The trouble is what the best evidence actually says.

The largest randomised controlled trial ever run on hybrid work (1,612 employees, published in Nature) put a two-day-at-home schedule head-to-head with working full-time at the office. And you’ll never guess what they actually found…

Across two years of reviews, it found no measurable difference in the performance or promotability of employees. What it did find was that resignations dropped by 30%. 😳

So, a blanket mandate back to the desk isn't buying you measurable output; it's just lifting your attrition rate. And the people most able to walk tend to be exactly the ones you can least afford to lose.

"We found that hybrid working improved job satisfaction and reduced quit rates by one-third. The reduction in quit rates was significant for non-managers, female employees and those with long commutes."

Bloom, Han & Liang, Nature (2024)

The question worth sitting with: If you're calling people back, can you name the specific gain you're getting — and is it worth losing the people most able to leave?

04 — THE STAT

-9%

is the drop in South African hiring activity, year-on-year, in May, per the latest Pnet Job Market Trends Report. Recruiters ran 28% fewer candidate searches than a year ago, and the market has gone quiet: Fewer recruiters are fishing in your pond for your people. But it's a fragile, economy-driven lull, not loyalty. The fastest way to lose good people, even in a soft market, is to give them a reason to leave.

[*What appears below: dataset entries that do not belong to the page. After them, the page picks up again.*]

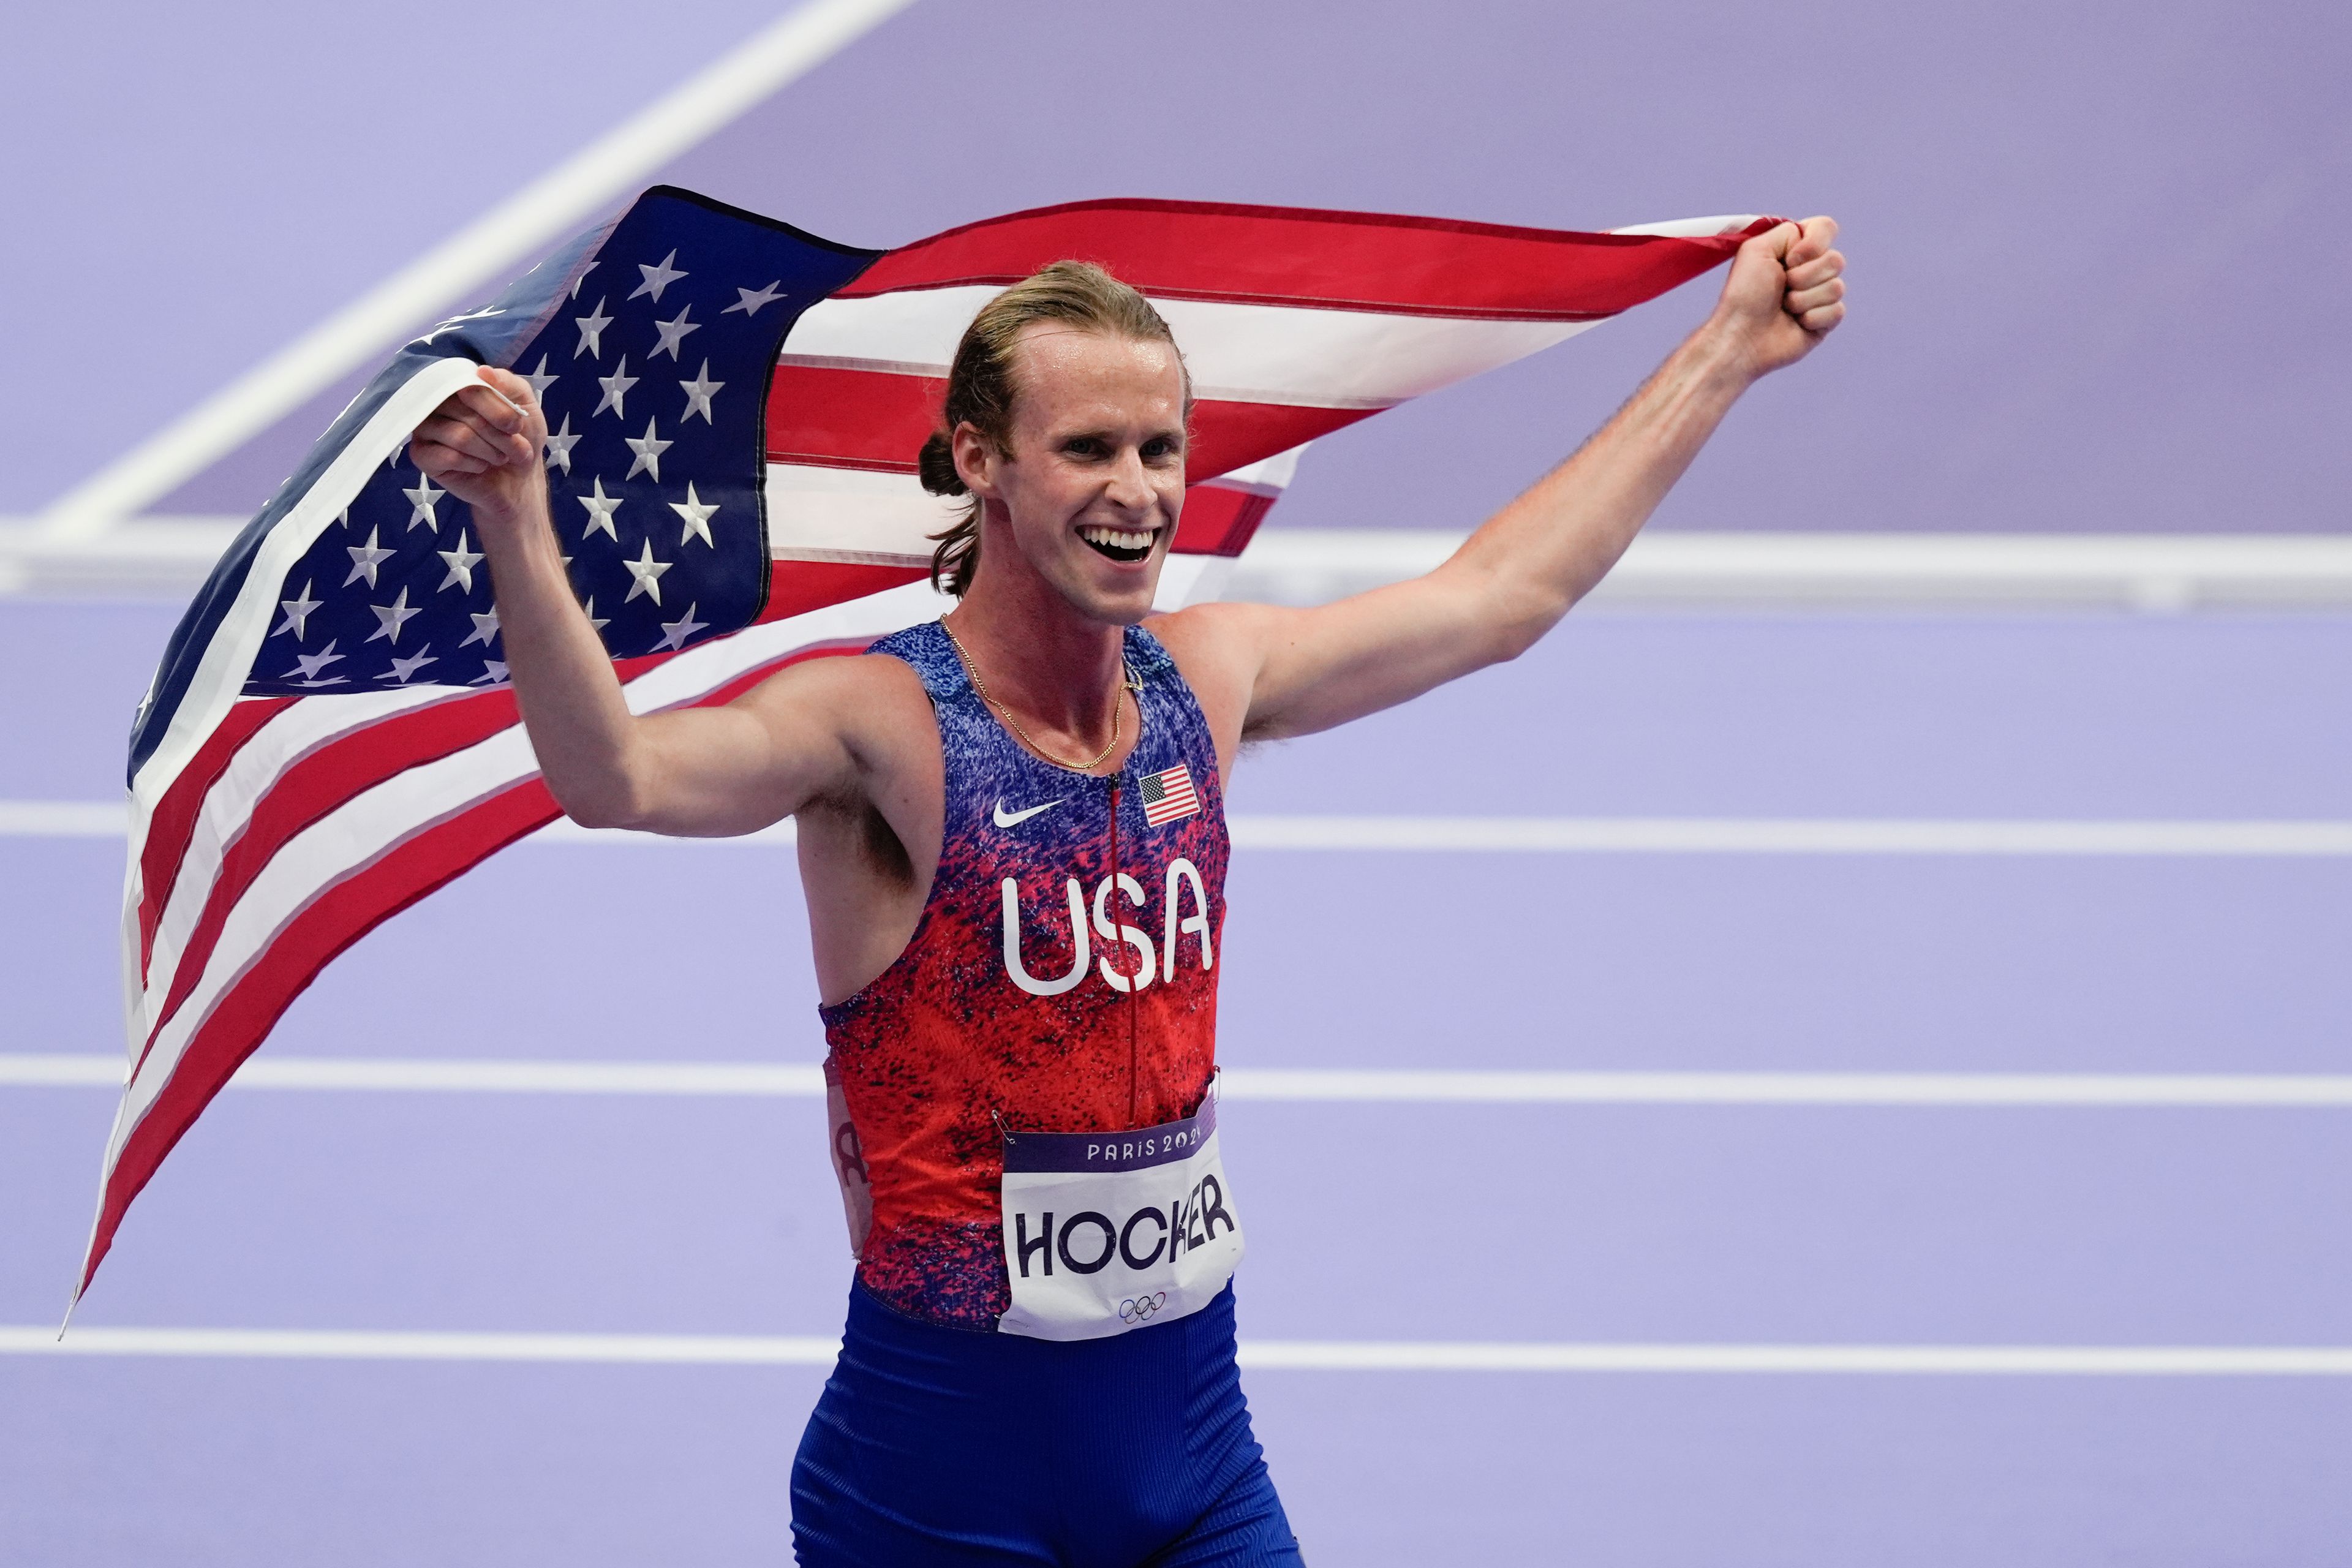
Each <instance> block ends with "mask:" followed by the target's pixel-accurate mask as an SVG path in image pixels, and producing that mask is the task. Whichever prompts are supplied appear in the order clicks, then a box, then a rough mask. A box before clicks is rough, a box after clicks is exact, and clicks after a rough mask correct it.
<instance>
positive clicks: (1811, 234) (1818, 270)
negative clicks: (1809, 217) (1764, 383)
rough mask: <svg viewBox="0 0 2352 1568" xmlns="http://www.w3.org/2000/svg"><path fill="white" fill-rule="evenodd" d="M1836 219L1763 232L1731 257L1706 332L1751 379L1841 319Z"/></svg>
mask: <svg viewBox="0 0 2352 1568" xmlns="http://www.w3.org/2000/svg"><path fill="white" fill-rule="evenodd" d="M1835 244H1837V219H1806V221H1804V223H1780V226H1776V228H1769V230H1764V233H1762V235H1757V237H1755V240H1750V242H1748V244H1743V247H1740V249H1738V254H1736V256H1733V259H1731V275H1729V277H1726V280H1724V296H1722V299H1719V301H1717V303H1715V320H1712V322H1710V327H1712V329H1715V331H1719V334H1722V336H1724V339H1726V346H1729V348H1731V353H1733V355H1736V357H1738V362H1740V364H1743V367H1745V369H1748V374H1750V376H1766V374H1771V371H1776V369H1780V367H1783V364H1795V362H1797V360H1802V357H1804V355H1809V353H1811V350H1813V346H1816V343H1818V341H1820V339H1825V336H1830V331H1832V329H1835V327H1837V324H1839V322H1842V320H1846V303H1844V301H1846V280H1844V273H1846V259H1844V256H1842V254H1839V252H1837V249H1835Z"/></svg>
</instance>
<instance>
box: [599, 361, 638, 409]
mask: <svg viewBox="0 0 2352 1568" xmlns="http://www.w3.org/2000/svg"><path fill="white" fill-rule="evenodd" d="M595 383H597V386H600V388H604V402H600V404H597V407H595V411H593V414H590V416H588V418H595V416H597V414H602V411H604V409H612V411H614V414H616V416H619V418H628V409H623V407H621V402H623V400H626V397H628V388H633V386H637V378H635V376H630V374H628V355H621V369H616V371H614V374H609V376H597V378H595Z"/></svg>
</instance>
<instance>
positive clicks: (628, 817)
mask: <svg viewBox="0 0 2352 1568" xmlns="http://www.w3.org/2000/svg"><path fill="white" fill-rule="evenodd" d="M543 778H546V785H548V795H553V797H555V804H557V806H560V809H562V813H564V816H569V818H572V820H574V823H579V825H581V827H644V823H647V816H649V809H647V799H644V795H642V790H635V788H633V785H630V780H628V778H557V776H555V773H543Z"/></svg>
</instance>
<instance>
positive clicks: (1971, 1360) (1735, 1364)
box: [0, 1324, 2352, 1378]
mask: <svg viewBox="0 0 2352 1568" xmlns="http://www.w3.org/2000/svg"><path fill="white" fill-rule="evenodd" d="M0 1356H205V1359H240V1361H515V1363H574V1366H583V1363H586V1366H818V1368H821V1366H833V1361H835V1359H837V1356H840V1340H835V1338H828V1335H727V1333H515V1331H494V1333H468V1331H447V1328H113V1326H103V1328H101V1326H89V1328H75V1331H71V1333H64V1335H59V1331H56V1328H40V1326H31V1324H5V1326H0ZM1235 1359H1237V1361H1240V1363H1242V1366H1247V1368H1249V1371H1256V1373H1275V1371H1282V1373H1684V1375H1689V1373H1712V1375H1811V1378H1820V1375H1860V1378H2352V1345H1738V1342H1712V1345H1708V1342H1700V1345H1672V1342H1606V1340H1242V1342H1240V1347H1237V1352H1235Z"/></svg>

Source: Pnet Job Market Trends Report, June 2026

05 — EVENTS

What’s coming up

3 JULY – ONLINE COURSE

The Labour Court Review Application Process Simplified

A half-day course on when and how to take a CCMA or bargaining-council award on review — the timelines, the test, the affidavits. Practical if your business ends up dealing with review applications.

7 JULY – ONLINE EVENT

Led By Her: SA to Ireland, All You Need to Know

A Lekker Network session with South Africans who've made the move to Ireland — the honest version: why they left, what they do now, and the questions every would-be emigrant asks first.

Got an event SA employers should know about? Reply and tell us.

06 — QUESTION OF THE WEEK

If a compliance check landed on your desk tomorrow, could you show your Employment Equity targets, plan and reporting are actually in order — or would you be scrambling?